Vigilance probe finds polyester dupattas billed as pure mulberry silk for a decade

Dubai: The Tirumala Tirupati Devasthanams (TTD), which manages one of the world’s most revered and richest Hindu temples, has been shaken by a decade-long procurement scandal involving fake silk dupattas worth nearly Rs540 million.
Coming barely a year after the 2024 adulterated laddu ghee controversy, the fresh revelations have deepened concerns about systemic lapses in the temple’s procurement and quality-control mechanisms.
An internal vigilance probe has now found that from 2015 to 2025, the trust was allegedly supplied polyester dupattas while paying premium rates for pure mulberry silk, according to multiple Indian media reports.
What makes the findings even more alarming is that TTD’s tender norms are precise and uncompromising. The dupattas used during the Vedasirvachanam ritual and VIP darshan ceremonies must be woven entirely from pure mulberry silk.
The specifications mandate the use of 20/22 denier mulberry silk yarn for both warp and weft, with a resultant count of at least 31.5 denier. Each piece must also carry “Om Namo Venkatesaya” in Sanskrit on one side and in Telugu on the other, alongside the sacred symbols of Sanku, Chakra, and Namam.
Period of alleged scam: 2015–2025
Estimated loss: ₹540–₹550 million
Supplier involved: VRS Export of Nagari and sister firms
Material promised: Pure mulberry silk
Material supplied: 100% polyester
Lab confirmations: Central Silk Board labs in Bengaluru and Dharmavaram
Tender violations:
Required 20/22 denier mulberry silk not used
Missing inscriptions of “Om Namo Venkatesaya” as mandated
Sacred symbols (Sanku, Chakra, Namam) not compliant
Size, weight, borders and finish not as specified
Mandatory silk hologram missing
Billing fraud: Polyester dupattas costing ~Rs350 billed at Rs1,300–Rs1,389
Total supplies: ₹549.5 million worth of cloth over 10 years
Immediate action: All tenders cancelled; case referred to ACB
Context: Follows 2024 laddu ghee adulteration probe and 2023 Parakamani theft case
Even the size, weight, border design, colour tone, and finishing standards are clearly defined. A mandatory silk hologram must be affixed to certify that the piece is genuinely made of silk.
However, the vigilance inquiry found that none of these conditions had been met for nearly a decade, an NDTV report said.

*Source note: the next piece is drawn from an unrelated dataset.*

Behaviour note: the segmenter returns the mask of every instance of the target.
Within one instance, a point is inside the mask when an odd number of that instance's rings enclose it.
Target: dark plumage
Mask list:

To confirm the suspicions, officials sent samples from the TTD warehouse in Tirupati and the Vaibhavotsava Mandapam in Tirumala to the Central Silk Board (CSB) laboratories in Bengaluru and Dharmavaram.
Both labs independently certified that the dupattas were 100% polyester, not mulberry silk. The mandatory silk hologram — one of the simplest authenticity checks — was missing from every sample tested.
According to the vigilance findings, the contractor — VRS Export of Nagari and associated firms — supplied dupattas and related cloth worth Rs549.5 million between 2015 and 2025. Market estimates suggest that a polyester shawl costing around Rs350 was billed to TTD at Rs1,300 to Rs1,389 as genuine silk. A recent contract alone involved 15,000 dupattas at these inflated rates.
TTD chairman BR Naidu, who ordered the investigation, acknowledged the scale of the fraud, noting that a product costing a few hundred rupees was being billed at nearly four times the amount. Following the lab confirmations, the trust cancelled all existing tenders with the implicated firm and referred the matter to the Andhra Pradesh Anti-Corruption Bureau (ACB) for a comprehensive criminal investigation.
The dupatta scandal now sits alongside a troubling pattern of recent controversies at TTD. In 2024, allegations of adulterated ghee used in the iconic laddu prasadam prompted a CBI-supervised SIT investigation into the supply chain.
In 2023, the Parakamani case exposed the theft of hundi offerings by a temple-associated clerk. With each episode, pressure mounts on the trust’s oversight systems and raises urgent questions about how such large-scale lapses persisted within an institution built on public faith and devotional trust.